Salmon, rice and a vegetable medley
The beauty of the recipe above is that it can be tweaked, substituted, etc. as you learn how easy it is to cook these foods. If you prefer, you can switch out the steak for delicious cuts of salmon. The process is virtually the same. Simply substitute seasonings.
- Salmon is delicious raw, so very little needs to be done in order to prep it for cooking: lemon juice, salt and pepper will make for a simple manner of serving. Instead of olive oil for searing, consider butter and a splash of lemon. If you want to jazz it up, you can marinate it in a variety of pre-packaged or concocted marinades and then simply sear it on a non-stick pan. When broiling it, wrap it loosely in foil to keep it from drying out and set the timer to 8 minutes. When cooked, it should flake easily.
- Instead of potatoes, a bed of rice will much better complement roasted salmon. Cooking rice is as simple as following the directions on the bag. If you want light, fluffy rice that separates easy, as opposed to thick mush, decrease the water, and add a tablespoon of canola or olive oil to the water. Try sprinkling a few spices or herbs in your rice to add flavor (plain white rice is pretty boring).

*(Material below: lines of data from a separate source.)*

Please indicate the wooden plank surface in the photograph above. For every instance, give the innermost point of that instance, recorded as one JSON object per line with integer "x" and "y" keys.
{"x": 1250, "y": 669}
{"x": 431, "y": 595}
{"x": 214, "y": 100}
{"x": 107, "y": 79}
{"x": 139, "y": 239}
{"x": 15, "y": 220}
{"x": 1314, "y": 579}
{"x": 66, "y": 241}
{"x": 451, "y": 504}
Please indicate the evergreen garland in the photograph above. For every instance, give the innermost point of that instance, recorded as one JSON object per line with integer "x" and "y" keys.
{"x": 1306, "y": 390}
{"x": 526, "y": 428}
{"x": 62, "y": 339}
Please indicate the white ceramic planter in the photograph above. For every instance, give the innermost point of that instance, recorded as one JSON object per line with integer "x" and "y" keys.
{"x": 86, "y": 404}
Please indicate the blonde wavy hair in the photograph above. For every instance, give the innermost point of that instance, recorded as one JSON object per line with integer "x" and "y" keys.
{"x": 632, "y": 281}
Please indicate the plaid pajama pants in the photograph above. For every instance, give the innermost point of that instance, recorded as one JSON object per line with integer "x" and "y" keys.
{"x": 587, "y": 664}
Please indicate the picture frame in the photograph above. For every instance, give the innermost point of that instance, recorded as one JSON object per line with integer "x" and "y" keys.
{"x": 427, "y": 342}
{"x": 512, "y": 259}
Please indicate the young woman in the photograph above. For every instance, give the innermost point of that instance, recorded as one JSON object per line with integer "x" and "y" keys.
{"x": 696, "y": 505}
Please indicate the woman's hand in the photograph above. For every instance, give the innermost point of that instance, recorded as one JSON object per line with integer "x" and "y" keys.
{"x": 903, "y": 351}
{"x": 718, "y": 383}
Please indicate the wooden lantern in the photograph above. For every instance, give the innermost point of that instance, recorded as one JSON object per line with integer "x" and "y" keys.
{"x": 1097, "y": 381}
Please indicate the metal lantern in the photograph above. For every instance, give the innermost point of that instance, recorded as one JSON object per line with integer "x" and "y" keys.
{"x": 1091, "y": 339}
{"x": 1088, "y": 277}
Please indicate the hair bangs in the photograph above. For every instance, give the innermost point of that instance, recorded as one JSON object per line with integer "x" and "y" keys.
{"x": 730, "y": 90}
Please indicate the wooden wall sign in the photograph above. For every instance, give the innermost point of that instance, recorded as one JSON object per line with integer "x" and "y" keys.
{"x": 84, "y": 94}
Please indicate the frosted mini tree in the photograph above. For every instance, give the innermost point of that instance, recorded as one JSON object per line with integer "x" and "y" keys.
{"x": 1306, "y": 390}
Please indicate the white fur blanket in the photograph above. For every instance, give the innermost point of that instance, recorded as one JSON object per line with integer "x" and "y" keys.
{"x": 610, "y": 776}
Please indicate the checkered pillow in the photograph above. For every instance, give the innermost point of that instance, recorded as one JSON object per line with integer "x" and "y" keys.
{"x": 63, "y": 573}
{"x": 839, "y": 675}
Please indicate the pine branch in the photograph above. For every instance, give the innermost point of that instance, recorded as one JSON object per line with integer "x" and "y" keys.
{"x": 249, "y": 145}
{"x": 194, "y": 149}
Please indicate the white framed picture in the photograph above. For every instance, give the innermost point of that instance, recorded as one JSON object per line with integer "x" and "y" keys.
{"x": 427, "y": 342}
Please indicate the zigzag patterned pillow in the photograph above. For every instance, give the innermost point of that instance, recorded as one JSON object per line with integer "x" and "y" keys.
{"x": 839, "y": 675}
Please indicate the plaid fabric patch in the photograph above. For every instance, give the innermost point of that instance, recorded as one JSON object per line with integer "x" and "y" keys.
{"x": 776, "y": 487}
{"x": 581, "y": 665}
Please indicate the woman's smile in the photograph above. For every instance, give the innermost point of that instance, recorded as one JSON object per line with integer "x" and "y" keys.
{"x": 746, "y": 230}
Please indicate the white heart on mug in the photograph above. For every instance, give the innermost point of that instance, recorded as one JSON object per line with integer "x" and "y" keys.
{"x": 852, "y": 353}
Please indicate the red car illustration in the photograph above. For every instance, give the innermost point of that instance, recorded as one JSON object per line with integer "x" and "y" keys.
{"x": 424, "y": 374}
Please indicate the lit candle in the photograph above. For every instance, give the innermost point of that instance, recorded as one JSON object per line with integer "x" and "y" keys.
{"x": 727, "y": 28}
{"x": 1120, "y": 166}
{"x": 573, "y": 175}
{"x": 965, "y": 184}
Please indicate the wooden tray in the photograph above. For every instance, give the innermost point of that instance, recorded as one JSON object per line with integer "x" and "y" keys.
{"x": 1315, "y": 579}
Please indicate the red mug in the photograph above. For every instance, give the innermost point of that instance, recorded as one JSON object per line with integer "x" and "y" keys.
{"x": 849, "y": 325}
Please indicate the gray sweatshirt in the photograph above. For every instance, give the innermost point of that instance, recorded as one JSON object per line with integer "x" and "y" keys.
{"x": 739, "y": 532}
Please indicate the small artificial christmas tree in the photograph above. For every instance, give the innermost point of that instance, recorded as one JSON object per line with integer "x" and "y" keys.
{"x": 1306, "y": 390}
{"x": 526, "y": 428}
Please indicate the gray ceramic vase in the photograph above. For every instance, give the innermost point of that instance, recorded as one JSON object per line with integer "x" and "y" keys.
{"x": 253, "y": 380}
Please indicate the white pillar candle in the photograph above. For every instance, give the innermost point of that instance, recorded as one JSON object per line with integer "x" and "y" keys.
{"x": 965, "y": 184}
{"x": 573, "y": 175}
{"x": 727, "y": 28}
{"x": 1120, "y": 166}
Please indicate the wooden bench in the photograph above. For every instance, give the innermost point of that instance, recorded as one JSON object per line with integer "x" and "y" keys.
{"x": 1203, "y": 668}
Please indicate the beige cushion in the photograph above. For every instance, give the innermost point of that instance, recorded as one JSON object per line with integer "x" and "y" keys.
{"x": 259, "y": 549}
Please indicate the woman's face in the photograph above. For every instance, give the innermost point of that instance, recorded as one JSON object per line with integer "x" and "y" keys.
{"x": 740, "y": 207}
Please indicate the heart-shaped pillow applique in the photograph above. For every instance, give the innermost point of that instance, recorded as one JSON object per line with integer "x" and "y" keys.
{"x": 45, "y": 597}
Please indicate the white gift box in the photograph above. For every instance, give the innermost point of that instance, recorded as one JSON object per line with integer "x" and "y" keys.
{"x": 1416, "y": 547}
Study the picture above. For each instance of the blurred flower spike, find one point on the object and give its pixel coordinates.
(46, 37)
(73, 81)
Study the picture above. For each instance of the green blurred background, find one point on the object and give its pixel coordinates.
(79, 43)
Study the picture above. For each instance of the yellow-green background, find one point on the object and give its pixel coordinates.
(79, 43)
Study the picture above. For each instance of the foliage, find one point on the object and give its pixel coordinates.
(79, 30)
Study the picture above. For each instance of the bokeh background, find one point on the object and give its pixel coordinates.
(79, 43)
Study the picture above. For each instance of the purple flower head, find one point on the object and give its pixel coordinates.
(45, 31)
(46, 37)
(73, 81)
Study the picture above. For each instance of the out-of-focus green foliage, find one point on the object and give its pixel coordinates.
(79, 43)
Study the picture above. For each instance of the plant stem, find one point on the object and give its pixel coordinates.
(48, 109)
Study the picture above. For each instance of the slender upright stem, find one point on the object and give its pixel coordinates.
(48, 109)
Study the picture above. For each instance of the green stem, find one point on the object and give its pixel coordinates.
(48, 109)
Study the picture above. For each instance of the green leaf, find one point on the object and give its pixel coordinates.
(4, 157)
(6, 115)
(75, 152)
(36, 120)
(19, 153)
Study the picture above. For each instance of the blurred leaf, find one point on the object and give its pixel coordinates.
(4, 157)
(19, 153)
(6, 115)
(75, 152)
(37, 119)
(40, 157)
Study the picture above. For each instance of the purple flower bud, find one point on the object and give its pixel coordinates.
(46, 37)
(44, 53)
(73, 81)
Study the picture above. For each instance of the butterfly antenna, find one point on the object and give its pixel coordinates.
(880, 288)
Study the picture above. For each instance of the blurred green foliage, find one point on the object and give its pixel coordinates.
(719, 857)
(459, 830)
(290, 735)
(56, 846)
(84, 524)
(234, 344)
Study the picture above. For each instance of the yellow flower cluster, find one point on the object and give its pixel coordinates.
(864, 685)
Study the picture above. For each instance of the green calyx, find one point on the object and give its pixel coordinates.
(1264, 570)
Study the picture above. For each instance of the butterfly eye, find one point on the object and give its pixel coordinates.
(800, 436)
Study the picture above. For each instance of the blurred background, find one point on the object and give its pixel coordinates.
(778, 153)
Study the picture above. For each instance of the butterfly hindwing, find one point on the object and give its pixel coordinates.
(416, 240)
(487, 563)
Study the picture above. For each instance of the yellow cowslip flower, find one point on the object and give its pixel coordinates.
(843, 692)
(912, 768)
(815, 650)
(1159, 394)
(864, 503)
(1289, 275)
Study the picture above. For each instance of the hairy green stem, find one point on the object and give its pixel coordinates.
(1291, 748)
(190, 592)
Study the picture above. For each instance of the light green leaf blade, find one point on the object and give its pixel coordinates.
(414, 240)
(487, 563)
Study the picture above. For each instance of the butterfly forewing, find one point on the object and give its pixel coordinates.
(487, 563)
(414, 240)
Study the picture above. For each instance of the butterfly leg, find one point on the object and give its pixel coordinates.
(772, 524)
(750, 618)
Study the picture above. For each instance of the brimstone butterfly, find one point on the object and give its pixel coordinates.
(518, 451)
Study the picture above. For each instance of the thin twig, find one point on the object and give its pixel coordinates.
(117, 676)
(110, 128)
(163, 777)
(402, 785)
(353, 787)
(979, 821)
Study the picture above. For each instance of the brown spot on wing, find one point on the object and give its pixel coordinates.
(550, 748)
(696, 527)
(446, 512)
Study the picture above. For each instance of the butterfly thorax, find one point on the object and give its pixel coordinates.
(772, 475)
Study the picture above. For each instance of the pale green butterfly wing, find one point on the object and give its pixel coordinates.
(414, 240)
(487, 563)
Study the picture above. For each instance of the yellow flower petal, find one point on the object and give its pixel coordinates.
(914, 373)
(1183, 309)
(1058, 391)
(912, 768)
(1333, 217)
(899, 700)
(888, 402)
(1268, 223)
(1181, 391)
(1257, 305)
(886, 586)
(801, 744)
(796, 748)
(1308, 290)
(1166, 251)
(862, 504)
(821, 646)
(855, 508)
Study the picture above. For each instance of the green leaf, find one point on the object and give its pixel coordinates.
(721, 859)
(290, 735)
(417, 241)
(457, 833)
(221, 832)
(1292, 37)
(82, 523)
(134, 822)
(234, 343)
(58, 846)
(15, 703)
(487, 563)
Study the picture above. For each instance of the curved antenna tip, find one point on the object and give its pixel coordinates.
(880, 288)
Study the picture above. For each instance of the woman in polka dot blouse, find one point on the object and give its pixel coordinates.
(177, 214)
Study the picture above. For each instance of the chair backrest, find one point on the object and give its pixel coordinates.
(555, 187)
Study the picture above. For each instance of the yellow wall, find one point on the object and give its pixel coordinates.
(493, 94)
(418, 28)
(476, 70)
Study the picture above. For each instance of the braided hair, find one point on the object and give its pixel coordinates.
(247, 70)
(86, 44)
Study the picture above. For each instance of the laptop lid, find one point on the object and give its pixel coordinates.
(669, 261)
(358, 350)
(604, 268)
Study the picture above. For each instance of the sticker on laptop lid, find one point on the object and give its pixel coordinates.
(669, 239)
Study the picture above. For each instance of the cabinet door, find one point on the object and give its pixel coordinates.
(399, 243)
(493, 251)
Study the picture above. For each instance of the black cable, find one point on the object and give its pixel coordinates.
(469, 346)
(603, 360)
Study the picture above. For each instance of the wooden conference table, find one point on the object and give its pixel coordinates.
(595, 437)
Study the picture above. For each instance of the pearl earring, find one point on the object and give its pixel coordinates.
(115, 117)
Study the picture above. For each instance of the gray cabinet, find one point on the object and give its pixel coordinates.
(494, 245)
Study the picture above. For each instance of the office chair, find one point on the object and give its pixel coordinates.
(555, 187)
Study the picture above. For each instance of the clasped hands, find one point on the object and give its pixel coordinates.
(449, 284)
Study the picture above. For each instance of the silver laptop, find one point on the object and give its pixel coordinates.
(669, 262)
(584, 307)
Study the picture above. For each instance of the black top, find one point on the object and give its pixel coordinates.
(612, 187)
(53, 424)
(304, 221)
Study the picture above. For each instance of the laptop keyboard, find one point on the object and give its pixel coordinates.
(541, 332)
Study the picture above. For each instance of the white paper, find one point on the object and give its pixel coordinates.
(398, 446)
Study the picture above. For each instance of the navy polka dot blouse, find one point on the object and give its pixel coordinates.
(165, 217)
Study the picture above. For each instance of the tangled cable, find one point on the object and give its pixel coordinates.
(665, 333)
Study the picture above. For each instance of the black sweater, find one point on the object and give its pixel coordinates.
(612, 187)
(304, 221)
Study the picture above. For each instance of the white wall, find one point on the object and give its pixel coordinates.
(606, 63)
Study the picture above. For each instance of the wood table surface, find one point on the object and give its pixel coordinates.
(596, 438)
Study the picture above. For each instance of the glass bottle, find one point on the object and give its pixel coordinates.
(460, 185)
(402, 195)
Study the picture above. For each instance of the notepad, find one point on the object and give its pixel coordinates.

- Asparagus will work with salmon, but steamed broccoli or green beans sauteed with almonds will also complement the salmon nicely. A vegetable medley, boasting colors and seasonal options is another possibility. Again, get creative, that’s what makes cooking fun and more of a conversation piece during the actual meal.
- Pair these with a white wine such as a chardonnay, sauvignon blanc or a crisp and refreshing beer like a Blue Moon.
Chocolate Fondue to Set Your Night on Fire
Gentlemen: Whether you succeed, fail or fall between the cracks in your culinary effort, you’ll have appealed to the heart and mind of any worthwhile lady. However, if you want to take the experience to the next level (or perhaps save the dining experience), here’s an easy something that will be delicious, while also serving as a natural aphrodisiac.
What you’ll need:
- 32 ounces of dark chocolate
- One can of sweetened condensed milk
- Two shots of Kahlua (or a comparable liqueur)
- Ground cayenne pepper
- Several big, beautiful, long-stemmed strawberries.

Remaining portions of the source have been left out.